Bile acids

Bile acids are a fascinating group of biochemical compounds that fall under the broader category of steroids, molecules often associated with negative health implications like cardiovascular disease or hormone imbalances. Yet, despite their controversial reputation, steroids, particularly bile acids, are crucial for cellular function. Their roles include acting as structural components, regulators, emulsifiers, and precursors to vital molecules.

As providers of fine chemicals, we aim to provide a concise introduction to bile acids, recognizing the vastness of the topic requiring deeper exploration through specialized literature.

Structure of Bile Acids

Bile acids are fundamentally steroids, characterized by their 4-ring cyclopentane-perhydrophenanthrene structure, commonly referred to as "gonane" or "sterane." This structure serves as the foundation for all bile acids.

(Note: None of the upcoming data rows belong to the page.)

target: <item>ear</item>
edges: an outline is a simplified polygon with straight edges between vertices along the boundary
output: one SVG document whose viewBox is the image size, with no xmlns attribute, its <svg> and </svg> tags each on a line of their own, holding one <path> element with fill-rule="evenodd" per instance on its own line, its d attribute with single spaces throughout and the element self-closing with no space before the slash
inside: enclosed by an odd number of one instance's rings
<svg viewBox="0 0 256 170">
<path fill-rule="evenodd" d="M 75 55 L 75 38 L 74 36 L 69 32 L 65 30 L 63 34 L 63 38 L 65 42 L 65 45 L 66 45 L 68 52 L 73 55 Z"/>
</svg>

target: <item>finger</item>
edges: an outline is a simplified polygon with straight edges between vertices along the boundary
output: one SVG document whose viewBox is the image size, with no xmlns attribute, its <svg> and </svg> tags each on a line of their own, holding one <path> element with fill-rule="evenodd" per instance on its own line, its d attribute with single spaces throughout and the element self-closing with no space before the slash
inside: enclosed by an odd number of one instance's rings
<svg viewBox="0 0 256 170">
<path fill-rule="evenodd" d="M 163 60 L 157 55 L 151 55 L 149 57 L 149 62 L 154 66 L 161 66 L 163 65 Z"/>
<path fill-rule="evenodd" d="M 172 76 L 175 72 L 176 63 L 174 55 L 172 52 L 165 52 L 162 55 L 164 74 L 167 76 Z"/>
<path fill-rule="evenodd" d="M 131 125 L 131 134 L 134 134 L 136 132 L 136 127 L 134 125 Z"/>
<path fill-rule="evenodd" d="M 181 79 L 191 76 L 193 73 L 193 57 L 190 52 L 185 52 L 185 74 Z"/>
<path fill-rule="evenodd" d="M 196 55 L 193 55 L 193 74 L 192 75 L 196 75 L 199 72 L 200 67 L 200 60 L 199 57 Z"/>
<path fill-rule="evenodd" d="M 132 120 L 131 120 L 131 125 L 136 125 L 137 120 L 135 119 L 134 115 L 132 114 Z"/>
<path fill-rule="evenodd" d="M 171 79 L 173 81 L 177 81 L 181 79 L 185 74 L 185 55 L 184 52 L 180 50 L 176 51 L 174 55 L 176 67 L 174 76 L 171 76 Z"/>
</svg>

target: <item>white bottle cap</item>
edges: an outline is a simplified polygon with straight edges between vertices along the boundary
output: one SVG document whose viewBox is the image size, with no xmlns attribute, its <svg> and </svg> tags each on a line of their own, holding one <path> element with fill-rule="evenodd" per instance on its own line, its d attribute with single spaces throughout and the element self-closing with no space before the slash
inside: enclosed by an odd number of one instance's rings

The simplest form of this structure, sterane, highlights the basic carbon framework that defines steroids. The numbering follows IUPAC standards.

The A and B rings are typically fused in a cis-configuration, though the A ring can assume either a more stable chair or less stable ship conformation. Meanwhile, the B/C and C/D rings are fused in a trans-configuration.

Visualizing the structure, 5a-cholanic acid and 5b-cholanic acid showcase the impact of A/B cis and trans configurations on overall shape.

Functionally, bile acids often feature hydroxyl groups at key positions such as C3, C6, C7, C12, and C23, along with methyl groups at C10 and C13. The stereochemistry, especially at C19, significantly influences the arrangement of hydrogen atoms at C5, C8 (cis), and C9, C14 (trans).

Cholesterol's structure offers another perspective on these carbon skeletons, highlighting the importance of precise positioning in defining specific steroids.

Additionally, the aliphatic chain at C17 varies in length and functionality, influenced by the presence of methyl and hydroxyl groups, which, along with the stereochemistry, define each unique steroid.

Synthesis and Classification

Cholanic acid serves as the base compound from which various bile acids are derived through selective hydroxylation of the carbon skeleton. Although not commonly found in mammals, cholesterol, the precursor, plays a critical role. Liver cells transform cholesterol into primary bile acids—cholic acid and chenodeoxycholic acid—by oxidizing the aliphatic chain's end.

These acids are transported to the duodenum, where their low solubility poses challenges due to the acidic pH. To overcome this, the liver conjugates them with glycine or taurine, forming ion pairs that enhance water solubility. The intestinal microbiota further modifies these acids, creating secondary bile acids primarily through C7 dehydroxylation. Tertiary bile acids emerge through additional transformations like epimerization or N-acetylglucosamine conjugation.

Ultimately, bile acids return to the liver via enterohepatic circulation, ensuring efficient reuse.

Functions of Bile Acids

Bile acids exhibit surface-active properties in neutral or basic environments, with the carboxyl-containing aliphatic end serving as the hydrophilic region while the rest remains lipophilic. Their primary role involves emulsifying fats and non-polar substances into micelles, facilitating absorption in the small intestine and maintaining solubility in blood. This aids lipase enzymes in breaking down lipids into fatty acids and glycerol.

Beyond emulsification, bile acids act as chemical mediators, binding to cell receptors to trigger important biochemical pathways. They influence inflammation regulation, calcium mobilization, protein kinase activation, cyclic AMP synthesis, and cytokine secretion. Additionally, they participate in mitochondrial oxidative processes and insulin receptor signaling. Bile acids also help maintain cholesterol balance and remove waste products like bilirubin.

In summary, bile acids perform numerous vital functions. While cholesterol’s role might initially seem paradoxical, its proper management ensures optimal physiological function. Controlling its intake is key to avoiding adverse effects.

References:

• Kuhajda, K. et al., “Structure and origin of bile acids: an overview,” European Journal of Drug Metabolism and Pharmacokinetics, 2006, Vol. 31, No.3, pp. I3S-143.
• Chiang, J.Y.L., “Bile acids: regulation of synthesis,” Journal of Lipid Research, Volume 50, 2009, pp. 1955-66.
• Singh, J. et al., “A Review on Bile Acids: Effects of the Gut Microbiome, Interactions with Dietary Fiber, and Alterations in the Bioaccessibility of Bioactive Compounds,” J. Agric. Food Chem., Just Accepted Manuscript, DOI: 10.1021/acs.jafc.8b07306.